31 January 2010
I died a thousand mimes
These guys must really hate it when their smartass friends put this on at parties.
Via PCL Link Dump
30 January 2010
Amazon vs. Macmillan: Fight!
E.C. has been trying for a long time to convince me that ebooks + Amazon = end of the publishing industry, but I would have none of it. I just couldn't get my head around why abundant ebooks at awesomely low prices could be a bad thing.
Over at Boing Boing, Cory Doctorow uses his sci fi writer's powers of inference and extrapolation to tell us exactly why.
There's no such thing as a proprietary book. There's no such thing as a license agreement necessary to read a book. Books are governed by a social contract that is older than publishing, older even than printing. The recent innovation of copyright in books recognizes the ancient compact between readers and writers, and protects your rights to own your books, to loan them, to give them away, to resell them, to read them in any nation, in any circumstance. A publisher or bookseller can't force you to buy Ikea sofas to sit upon while you read your books.

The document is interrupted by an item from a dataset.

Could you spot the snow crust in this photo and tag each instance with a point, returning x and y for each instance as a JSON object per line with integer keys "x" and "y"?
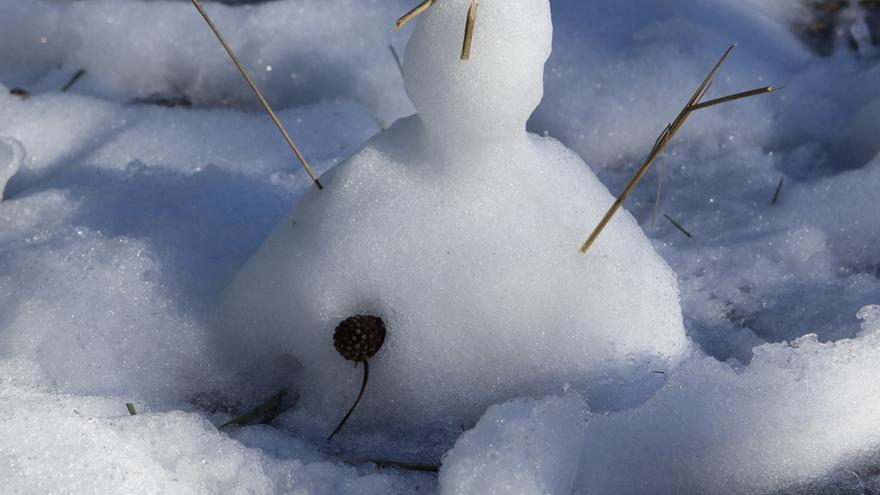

But Amazon can force you to buy Kindles (and Amazon-approved devices) to read your Kindle books on and listen to your Audible audiobooks on.
Forever.
And if one of the five titans that control almost all of publishing gets into a scrap with one of the four or five titans that control almost all ebook publishing, or the one company that rules the audiobook market, the collateral damage is that you will have to choose to eschew a gigantic slice of all the literature ever made in order to hang on to your library, or abandon your library in order to get access to that publisher's work. Or fill your shoulderbag with a half-dozen tablets and readers, one for each permutation of which corporate elephant is trying to crush another.
28 January 2010
Can't stand Salinger, yet I owe him
You've heard and I've heard the stories about what a horrid human being Salinger was and this is why I'm glad I read English during those "fallacies" times. This included "biographical fallacy" a literary tenet which deemed all reference (and all knowledge) of the author's life to cast a poisonous shadow on one's interpretation of the author's work. By the time I was in grad school the fallacy folly had passed somewhat but when it comes to someone like Salinger, one wishes one knew nothing about the man.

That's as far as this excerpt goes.